Many countries are implementing screening procedures that are particularly onerous, denying cruise ships the right to have passengers disembark in port or subjecting passengers to quarantine procedures. The State Department also said that U.S. citizens shouldn't count on special flights to bring them back to the U.S. in the event of an evacuation of a cruise ship overseas.

Cruise operators also face the challenge of getting potential passengers to their departing ports. With many travelers nervous about travel by air and the possibility of exposure to the coronavirus en route, there are several reasons why those who might have considered cruises in the past are opting to stay home.

How bad will it get for cruise operators?

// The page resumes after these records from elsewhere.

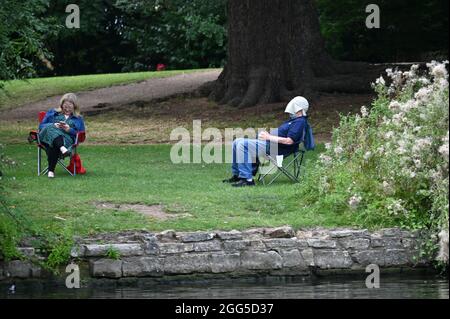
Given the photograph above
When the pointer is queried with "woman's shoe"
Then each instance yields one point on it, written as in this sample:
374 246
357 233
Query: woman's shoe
231 180
65 154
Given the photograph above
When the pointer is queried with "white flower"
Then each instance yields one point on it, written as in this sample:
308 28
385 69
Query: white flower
367 156
338 150
395 106
422 144
389 135
325 159
354 201
423 94
380 81
364 111
418 163
387 188
439 71
444 148
396 208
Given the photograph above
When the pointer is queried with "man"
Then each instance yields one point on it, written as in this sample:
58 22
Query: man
282 141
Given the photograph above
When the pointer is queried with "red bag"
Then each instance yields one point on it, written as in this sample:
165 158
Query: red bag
78 165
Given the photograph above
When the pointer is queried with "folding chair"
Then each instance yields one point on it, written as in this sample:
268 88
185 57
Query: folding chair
291 169
34 136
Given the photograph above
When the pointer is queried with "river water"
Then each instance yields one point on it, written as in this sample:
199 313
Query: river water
391 287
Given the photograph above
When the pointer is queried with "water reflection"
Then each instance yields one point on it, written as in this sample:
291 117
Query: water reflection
262 288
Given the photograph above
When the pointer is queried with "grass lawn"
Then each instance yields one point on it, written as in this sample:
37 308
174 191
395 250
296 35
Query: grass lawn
19 92
145 174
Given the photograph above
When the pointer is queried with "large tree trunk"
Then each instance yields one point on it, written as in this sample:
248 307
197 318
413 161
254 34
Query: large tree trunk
275 52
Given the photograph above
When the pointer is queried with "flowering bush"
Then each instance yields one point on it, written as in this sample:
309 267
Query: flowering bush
388 165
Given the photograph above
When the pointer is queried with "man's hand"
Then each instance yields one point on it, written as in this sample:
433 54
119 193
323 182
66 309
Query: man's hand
264 136
63 126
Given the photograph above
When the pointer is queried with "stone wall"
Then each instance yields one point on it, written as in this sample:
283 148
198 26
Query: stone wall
275 251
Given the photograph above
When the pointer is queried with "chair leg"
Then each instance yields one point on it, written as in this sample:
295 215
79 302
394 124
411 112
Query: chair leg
60 162
39 161
284 170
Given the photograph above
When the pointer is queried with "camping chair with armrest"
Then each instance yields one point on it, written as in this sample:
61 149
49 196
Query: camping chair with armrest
291 169
34 136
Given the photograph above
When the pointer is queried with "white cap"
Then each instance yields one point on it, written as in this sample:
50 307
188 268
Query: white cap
297 104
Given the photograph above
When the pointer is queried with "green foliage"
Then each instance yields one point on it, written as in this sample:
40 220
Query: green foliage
181 34
22 38
59 247
112 253
389 164
13 225
410 30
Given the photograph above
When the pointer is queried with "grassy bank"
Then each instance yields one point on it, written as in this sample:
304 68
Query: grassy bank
20 92
145 174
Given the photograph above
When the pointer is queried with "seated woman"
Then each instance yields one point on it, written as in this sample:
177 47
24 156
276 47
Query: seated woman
58 130
282 141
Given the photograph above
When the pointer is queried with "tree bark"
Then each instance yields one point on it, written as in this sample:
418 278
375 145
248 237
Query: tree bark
275 52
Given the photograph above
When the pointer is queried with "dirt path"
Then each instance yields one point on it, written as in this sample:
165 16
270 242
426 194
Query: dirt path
116 96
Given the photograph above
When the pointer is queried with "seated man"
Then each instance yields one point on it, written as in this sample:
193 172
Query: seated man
283 141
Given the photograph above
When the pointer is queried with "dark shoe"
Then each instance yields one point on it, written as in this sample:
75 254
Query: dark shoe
64 155
234 179
244 183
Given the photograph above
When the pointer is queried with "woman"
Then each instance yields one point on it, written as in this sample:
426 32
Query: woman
58 130
282 141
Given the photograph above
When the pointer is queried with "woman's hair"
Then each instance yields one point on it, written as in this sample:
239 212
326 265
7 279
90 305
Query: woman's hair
70 97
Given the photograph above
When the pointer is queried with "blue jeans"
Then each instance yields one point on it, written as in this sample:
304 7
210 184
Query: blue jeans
245 152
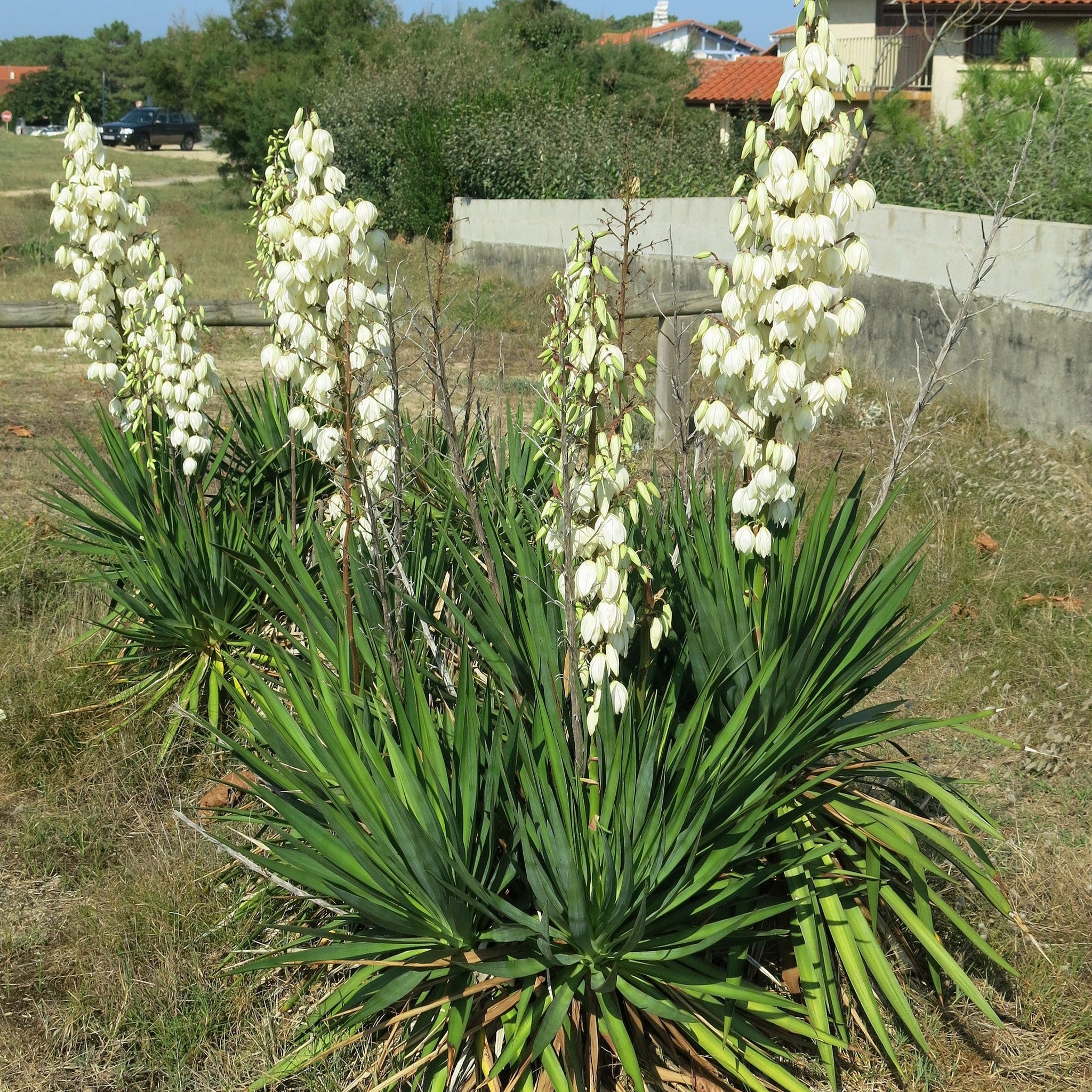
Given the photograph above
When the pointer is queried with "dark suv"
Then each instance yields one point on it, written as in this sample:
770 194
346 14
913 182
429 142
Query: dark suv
152 127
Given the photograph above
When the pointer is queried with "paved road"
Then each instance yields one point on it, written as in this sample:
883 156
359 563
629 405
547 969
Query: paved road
139 183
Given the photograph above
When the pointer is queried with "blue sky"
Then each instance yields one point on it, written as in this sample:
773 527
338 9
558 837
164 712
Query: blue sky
153 17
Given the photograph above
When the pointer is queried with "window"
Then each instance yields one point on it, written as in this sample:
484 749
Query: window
982 42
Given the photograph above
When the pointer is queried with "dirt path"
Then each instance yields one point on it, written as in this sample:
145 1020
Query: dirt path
140 184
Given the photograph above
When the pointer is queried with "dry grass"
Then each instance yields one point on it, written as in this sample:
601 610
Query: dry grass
31 163
114 923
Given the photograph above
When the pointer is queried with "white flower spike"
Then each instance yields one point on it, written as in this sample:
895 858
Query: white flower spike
784 303
133 325
585 390
319 266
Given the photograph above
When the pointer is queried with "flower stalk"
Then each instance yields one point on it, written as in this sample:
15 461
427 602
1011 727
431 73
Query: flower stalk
785 306
133 324
587 434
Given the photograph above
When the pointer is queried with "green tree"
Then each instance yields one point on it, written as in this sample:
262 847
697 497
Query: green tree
46 98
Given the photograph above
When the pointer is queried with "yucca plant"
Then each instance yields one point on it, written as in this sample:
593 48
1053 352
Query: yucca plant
473 886
171 557
906 838
492 916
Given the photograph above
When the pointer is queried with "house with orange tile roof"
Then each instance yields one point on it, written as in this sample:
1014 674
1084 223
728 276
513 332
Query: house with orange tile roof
893 42
697 41
10 75
893 45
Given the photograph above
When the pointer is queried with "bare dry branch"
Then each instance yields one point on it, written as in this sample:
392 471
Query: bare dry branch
933 381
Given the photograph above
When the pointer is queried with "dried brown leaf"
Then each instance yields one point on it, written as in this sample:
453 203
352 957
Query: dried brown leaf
225 792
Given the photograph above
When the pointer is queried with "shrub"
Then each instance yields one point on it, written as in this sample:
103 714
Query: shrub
1020 44
173 560
468 881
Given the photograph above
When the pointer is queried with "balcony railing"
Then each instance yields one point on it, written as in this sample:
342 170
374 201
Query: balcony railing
889 60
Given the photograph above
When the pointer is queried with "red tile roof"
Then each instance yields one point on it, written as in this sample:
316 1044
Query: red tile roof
10 75
646 32
747 80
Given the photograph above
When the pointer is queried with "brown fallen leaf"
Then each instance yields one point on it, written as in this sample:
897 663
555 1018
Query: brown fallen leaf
791 976
225 792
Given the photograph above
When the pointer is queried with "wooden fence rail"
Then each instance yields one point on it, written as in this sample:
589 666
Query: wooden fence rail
57 314
673 340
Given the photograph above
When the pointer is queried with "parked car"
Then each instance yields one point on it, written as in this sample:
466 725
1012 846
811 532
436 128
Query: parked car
152 127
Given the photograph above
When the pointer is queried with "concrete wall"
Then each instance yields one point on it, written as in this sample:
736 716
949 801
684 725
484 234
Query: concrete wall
1034 348
853 19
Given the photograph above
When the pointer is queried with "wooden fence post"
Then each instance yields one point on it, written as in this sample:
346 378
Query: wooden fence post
673 379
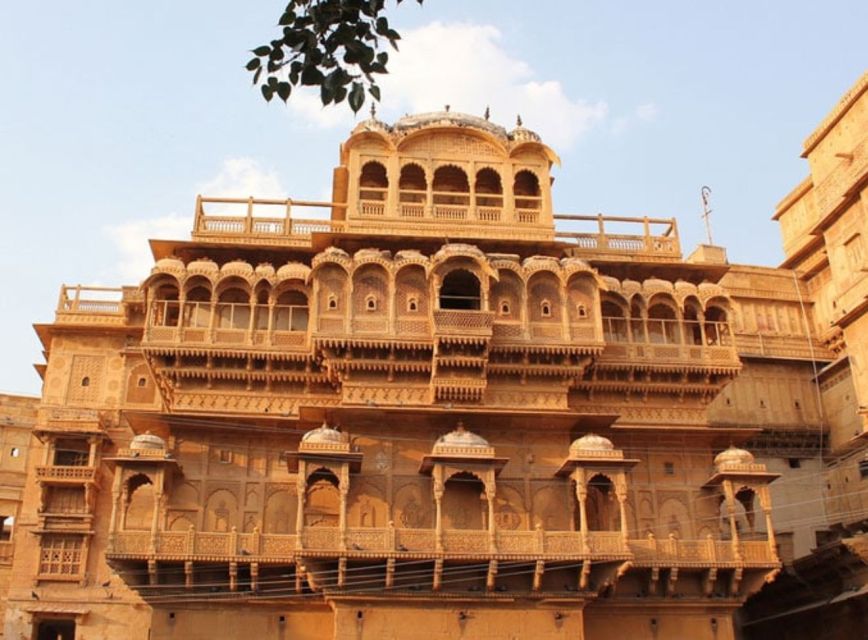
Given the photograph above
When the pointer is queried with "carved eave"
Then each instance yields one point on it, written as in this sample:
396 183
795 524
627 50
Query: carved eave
339 453
484 458
606 460
752 473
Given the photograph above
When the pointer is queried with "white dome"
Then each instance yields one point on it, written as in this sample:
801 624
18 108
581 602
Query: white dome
323 434
147 440
461 437
733 455
592 442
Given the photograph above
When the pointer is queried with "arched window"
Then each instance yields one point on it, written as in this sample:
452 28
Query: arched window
373 181
460 290
716 326
488 188
291 311
451 186
662 324
526 190
412 184
614 322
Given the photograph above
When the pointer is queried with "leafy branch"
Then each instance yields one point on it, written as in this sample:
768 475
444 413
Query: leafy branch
333 44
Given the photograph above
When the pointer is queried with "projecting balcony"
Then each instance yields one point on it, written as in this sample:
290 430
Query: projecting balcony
65 474
656 239
263 221
395 542
668 343
460 323
95 305
171 323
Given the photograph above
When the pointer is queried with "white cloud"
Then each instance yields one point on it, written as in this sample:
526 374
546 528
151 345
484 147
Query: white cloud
238 177
467 66
644 113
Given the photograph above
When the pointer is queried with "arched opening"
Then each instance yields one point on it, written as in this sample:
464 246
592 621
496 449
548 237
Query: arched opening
322 504
692 324
526 190
464 502
412 185
488 189
601 506
746 497
451 189
165 308
614 322
233 308
716 326
460 290
140 503
662 324
291 312
373 181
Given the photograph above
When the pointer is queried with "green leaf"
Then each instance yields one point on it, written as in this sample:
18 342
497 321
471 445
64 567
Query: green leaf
357 97
283 90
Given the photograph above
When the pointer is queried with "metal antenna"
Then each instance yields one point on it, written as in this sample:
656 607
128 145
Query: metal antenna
705 192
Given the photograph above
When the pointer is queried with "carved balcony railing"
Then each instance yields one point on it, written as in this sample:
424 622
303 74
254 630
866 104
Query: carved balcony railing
461 323
62 474
171 323
217 220
668 342
7 550
392 542
95 305
658 238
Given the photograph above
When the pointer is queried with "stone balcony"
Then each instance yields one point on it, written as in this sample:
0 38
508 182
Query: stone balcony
62 474
602 546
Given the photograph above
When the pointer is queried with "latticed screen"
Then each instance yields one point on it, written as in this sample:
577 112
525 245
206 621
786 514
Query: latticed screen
61 555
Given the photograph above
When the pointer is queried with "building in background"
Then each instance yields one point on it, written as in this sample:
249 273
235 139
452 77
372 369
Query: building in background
824 221
435 408
17 419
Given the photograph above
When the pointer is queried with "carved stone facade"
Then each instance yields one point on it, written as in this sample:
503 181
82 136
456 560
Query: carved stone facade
434 413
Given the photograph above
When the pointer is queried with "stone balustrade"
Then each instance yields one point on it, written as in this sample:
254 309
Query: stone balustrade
393 542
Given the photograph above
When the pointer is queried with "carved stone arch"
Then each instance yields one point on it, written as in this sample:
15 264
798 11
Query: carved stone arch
464 499
510 510
545 287
280 511
370 281
582 291
140 491
367 506
180 522
550 508
411 284
508 295
673 516
412 506
221 511
332 291
141 388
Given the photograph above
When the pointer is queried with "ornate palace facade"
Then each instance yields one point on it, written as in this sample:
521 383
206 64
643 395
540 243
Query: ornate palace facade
438 410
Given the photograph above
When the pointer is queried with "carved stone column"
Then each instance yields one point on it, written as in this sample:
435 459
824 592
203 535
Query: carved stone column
438 516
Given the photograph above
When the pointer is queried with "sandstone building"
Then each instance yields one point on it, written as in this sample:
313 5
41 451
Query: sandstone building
439 409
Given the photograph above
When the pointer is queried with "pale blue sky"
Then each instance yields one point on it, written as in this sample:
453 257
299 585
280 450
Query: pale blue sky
114 115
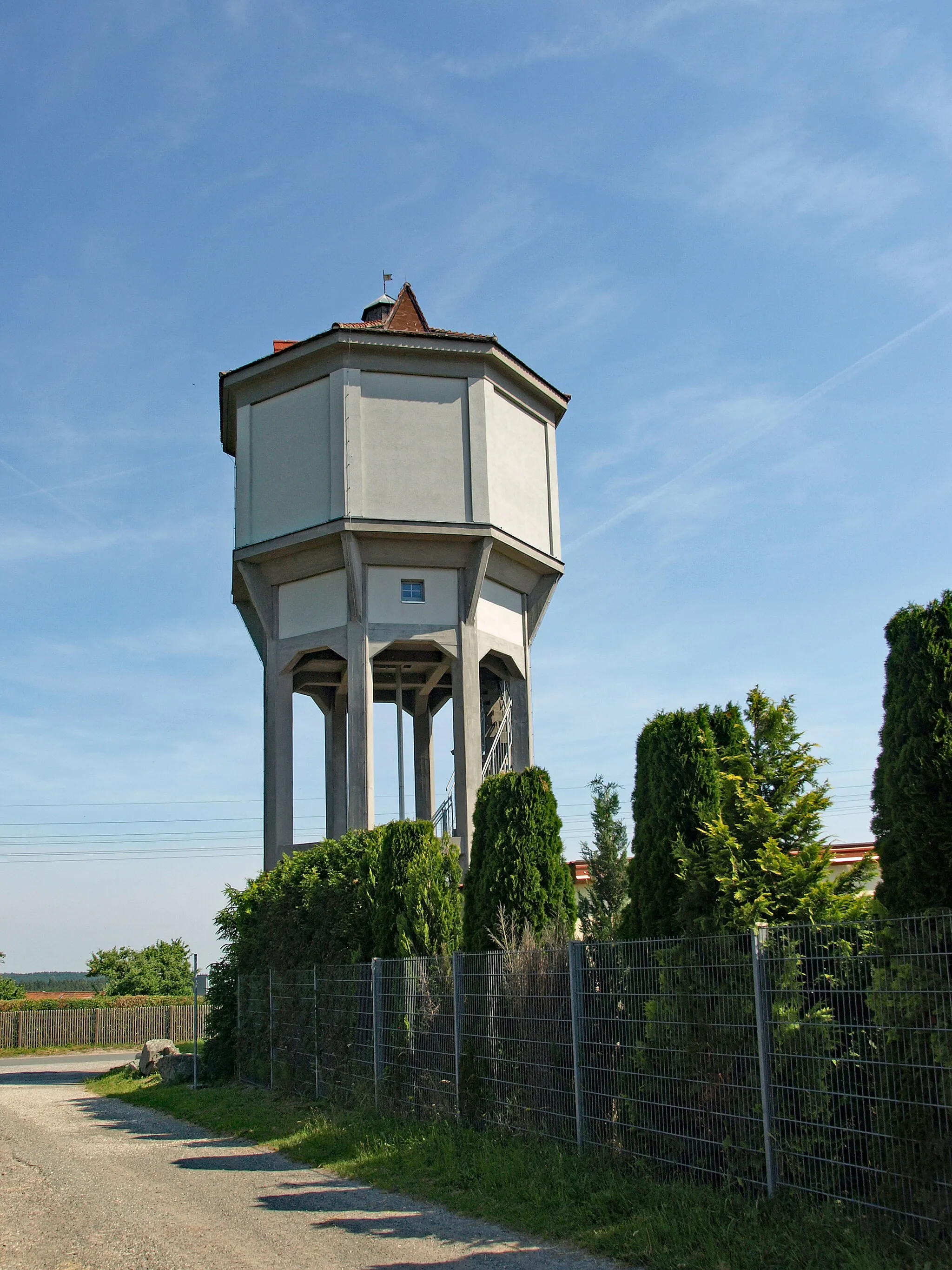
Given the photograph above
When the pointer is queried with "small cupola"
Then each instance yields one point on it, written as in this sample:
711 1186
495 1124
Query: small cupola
380 310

The most difficult part of the situation for cruise ship operators is the inability to know exactly how bad things will get and for how long. Yesterday, Royal Caribbean said that it was taking measures to improve its liquidity, arranging for a $550 million increase in its revolving credit line and looking at cost-cutting measures to reduce capital expenditures and operating costs by another $1.7 billion this year.

Yet it also withdrew the guidance it had provided for the first quarter and for the full 2020 year, citing the fact that it simply can't predict the magnitude, duration, and scope of disruptions caused by the COVID-19 outbreak. As Royal Caribbean CEO Richard Fain put it, "These are extraordinary times, and we are taking these steps to manage the company prudently and conservatively."

Norwegian also made its own move to boost its credit capacity yesterday. Securing a new $675 million credit line will provide some additional liquidity, but the company still has substantial debt on its balance sheet.

The capital moves come as bond-rating agencies look at whether to reduce ratings on bonds issued by cruise ship operators. Royal Caribbean, in particular, is in danger of seeing its debt fall to junk-bond status, which would increase future borrowing costs and possibly make it more difficult to arrange for additional liquidity.

The only bright spot recently has come from the White House, with President Trump pledging assistance for the cruise industry. Yet exactly what that help might look like isn't clear, especially if a broader recession strikes the overall economy. Until it is -- and investors get a better sense of what's to come -- the seas could remain choppy for Royal Caribbean, Norwegian, and their peers.